Ensuite, l’exercice « avant-après » : sentir une matière isolée, puis la chercher dans une composition complexe. Identifier la rose dans Paris Yves Saint Laurent, le vétiver dans Vétiver Guerlain, l’encens dans Avignon Comme des Garçons. Enfin, la pratique du cupping : sentir trois mouillettes simultanément, classer en ordre d’intensité et de chaleur. Cette discrimination triée entraîne la mémoire comparative.
Kits d’apprentissage et matières en isolation
Sentir des matières premières pures en isolation reste la voie la plus efficace pour mémoriser leur signature. Quatre kits professionnels : Le Nez du Parfum (54 matières, 350 euros chez Jean Lenoir Éditions), Le Nez du Vin (analogies de notes), Cinquième Sens à Paris (kits pédagogiques modulaires), kits Givaudan pour les nez en formation interne.

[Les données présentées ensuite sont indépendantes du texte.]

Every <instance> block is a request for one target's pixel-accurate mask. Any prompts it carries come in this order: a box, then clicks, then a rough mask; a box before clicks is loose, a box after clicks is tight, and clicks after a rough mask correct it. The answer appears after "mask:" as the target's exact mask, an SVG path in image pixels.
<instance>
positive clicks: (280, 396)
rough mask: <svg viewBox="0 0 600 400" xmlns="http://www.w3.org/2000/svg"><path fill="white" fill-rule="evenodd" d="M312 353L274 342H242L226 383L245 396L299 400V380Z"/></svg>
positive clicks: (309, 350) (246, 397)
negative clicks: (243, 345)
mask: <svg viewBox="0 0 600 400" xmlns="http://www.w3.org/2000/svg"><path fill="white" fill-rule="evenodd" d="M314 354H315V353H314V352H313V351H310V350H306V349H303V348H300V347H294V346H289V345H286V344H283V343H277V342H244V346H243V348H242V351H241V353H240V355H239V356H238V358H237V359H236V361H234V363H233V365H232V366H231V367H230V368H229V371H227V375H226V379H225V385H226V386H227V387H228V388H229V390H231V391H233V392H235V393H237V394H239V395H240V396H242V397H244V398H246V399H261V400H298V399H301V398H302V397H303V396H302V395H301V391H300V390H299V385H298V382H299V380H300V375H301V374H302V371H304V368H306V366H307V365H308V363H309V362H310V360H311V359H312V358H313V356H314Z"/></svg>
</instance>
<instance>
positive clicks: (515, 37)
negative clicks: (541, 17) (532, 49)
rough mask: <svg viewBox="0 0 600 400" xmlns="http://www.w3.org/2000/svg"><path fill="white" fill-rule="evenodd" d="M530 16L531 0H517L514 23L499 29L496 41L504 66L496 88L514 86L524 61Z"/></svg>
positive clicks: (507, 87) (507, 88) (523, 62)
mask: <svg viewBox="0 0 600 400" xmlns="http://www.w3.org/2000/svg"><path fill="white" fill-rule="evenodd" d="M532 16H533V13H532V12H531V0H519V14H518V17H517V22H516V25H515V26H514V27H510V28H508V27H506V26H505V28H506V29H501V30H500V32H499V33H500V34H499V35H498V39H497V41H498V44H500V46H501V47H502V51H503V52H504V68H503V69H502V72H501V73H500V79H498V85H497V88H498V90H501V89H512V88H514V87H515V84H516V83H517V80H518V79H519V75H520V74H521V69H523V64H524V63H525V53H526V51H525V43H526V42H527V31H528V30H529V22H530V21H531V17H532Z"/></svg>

Pour un budget plus modeste, dix huiles essentielles bien choisies (lavande, rose damascena, géranium bourbon, cèdre de l’Atlas, vétiver d’Haïti, patchouli d’Indonésie, ylang-ylang Comores, cardamome verte, sauge sclarée, romarin) couvrent les principales familles. Coût total entre 80 et 150 euros chez Florihana, Aroma-Zone ou les pharmacies spécialisées (Persolaise, accessed 2026-05-30).
Le carnet olfactif personnel
Tenir un carnet olfactif structuré est la pratique la plus citée par les nez en formation à l’ISIPCA. Pour chaque parfum testé, noter : nom et maison, date du test, support (peau, mouillette, vêtement), trois adjectifs pour l’ouverture, trois pour le cœur, trois pour le fond, durée perçue de chaque phase, jugement personnel en une phrase.
Les bornes utiles : tête 15 à 30 minutes, cœur 2 à 4 heures, fond 5 à 24 heures parfois davantage pour les extraits. Après cinquante entrées, le carnet révèle des affinités personnelles invisibles à l’unité. Fait surprenant, selon une enquête publiée par Fragrantica (accessed 2026-05-30), 78 % des collectionneurs tenant un carnet sur deux ans déclarent regretter beaucoup moins leurs achats que ceux qui n’en tiennent pas.
Lieux et formations en France
Plusieurs structures ouvrent des sessions au grand public. L’Osmothèque de Versailles, France propose des conférences mensuelles à 35 euros, ouvertes sur inscription, animées par d’anciens nez de l’industrie. Cinquième Sens à Paris propose des modules courts (1 à 5 jours) entre 350 et 2 200 euros (Osmothèque, accessed 2026-05-30).
À Grasse, France, Galimard, Molinard et Fragonard proposent des ateliers grand public d’une journée (50 à 120 euros) qui permettent de composer un parfum simple à partir d’une vingtaine de matières. L’ISIPCA à Versailles, France reste l’école professionnelle de référence ; ses programmes longs ne sont pas ouverts au grand public mais sa journée portes ouvertes annuelle permet une visite gratuite. Le développement d’un odorat utile prend généralement deux à cinq ans de pratique régulière.